Aides to Jay Clayton, Mr. Trump’s pick as SEC Chairman, have interviewed or offered positions to people who would run the divisions that investigate wrongdoing and fraud, regulate public companies and oversee stock exchanges, according to people familiar with the matter. The group of expected hires includes William Hinman, a partner at Simpson & Thacher LLP, who is likely to run the SEC division that writes the rules for public company disclosures.

The full Senate is expected to vote on Mr. Clayton’s nomination as soon as early May.

The SEC’s six division directors have often come from Wall Street or from law firms that advise or defend financial companies. Mr. Hinman, who donated to Hillary Clinton’s presidential campaign, was the top American lawyer advising Alibaba Group Holding Ltd. on its $25 billion initial public offering, one of the biggest ever in U.S. markets. He began his career in New York before moving to Silicon Valley in 1994 and becoming a top legal adviser on tech IPOs.
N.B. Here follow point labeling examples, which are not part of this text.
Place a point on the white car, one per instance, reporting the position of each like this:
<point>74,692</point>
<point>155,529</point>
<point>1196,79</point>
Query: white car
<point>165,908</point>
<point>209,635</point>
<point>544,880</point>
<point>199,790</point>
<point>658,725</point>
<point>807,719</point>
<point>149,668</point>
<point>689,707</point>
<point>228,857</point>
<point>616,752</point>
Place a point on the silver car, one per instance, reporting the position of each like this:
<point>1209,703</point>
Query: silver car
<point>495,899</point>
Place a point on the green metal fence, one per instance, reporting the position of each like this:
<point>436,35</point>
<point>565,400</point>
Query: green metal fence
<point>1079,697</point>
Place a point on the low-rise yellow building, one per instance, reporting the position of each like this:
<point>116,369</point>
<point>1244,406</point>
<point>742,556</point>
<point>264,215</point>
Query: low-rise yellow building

A spokesman for Mr. Clayton declined to comment on any hiring efforts, saying the nominee “remains focused on the Senate confirmation.”

Financial Choice Act 2.0: CII Weighs In

A few days ago, CII delivered a letter to the House Financial Services Committee in advance of today’s hearing. Broc is quoted on pg. 14 based on an excerpt from this blog.

We’re posting memos about the Choice Act in our “Regulatory Reform” Practice Area

SEC & CFTC Merger: The Pipe Dream Continues?

Here’s the intro from this WSJ article by Andrew Ackerman:

Does the U.S. need two separate market cops in Washington? That question is generating a lot of discussion early in the Trump administration as U.S. policy makers consider ways to streamline the federal bureaucracy by potentially merging the Commodity Futures Trading Commission into the Securities and Exchange Commission.

To be sure, the idea of combining the scrappy CFTC with the much larger and more bureaucratic SEC remains politically contentious and is highly unlikely to ever materialize. It is an idea that has been kicking around Washington for decades—and remained an idea. But some policy heavyweights support it. They include former Federal Reserve Chairman Paul Volcker , the conservative Heritage Foundation and Barney Frank, the retired Democratic congressman from Massachusetts. Mr. Frank has said he regrets that his namesake regulatory-overhaul law, the 2010 Dodd-Frank Act, didn’t merge the two regulators. The fact that they operate separately is the “single largest structural defect in our regulatory system,” he said in a 2012 statement shortly before retiring.

If the government could start from scratch, it wouldn’t have two separate agencies, supporters of a merger say. Proponents also argue a merger would simplify the regulation of financial firms that must adhere to rules set by two separate entities. A bank, for instance, might be regulated by the SEC as a publicly traded company, a broker and an asset manager. The same bank might be subject to CFTC oversight as a futures commission merchant (the equivalent of a broker) and a swap dealer. (The SEC also regulates swap dealers, as it shares jurisdiction with the CFTC over swaps, but it only oversees a sliver of the market.)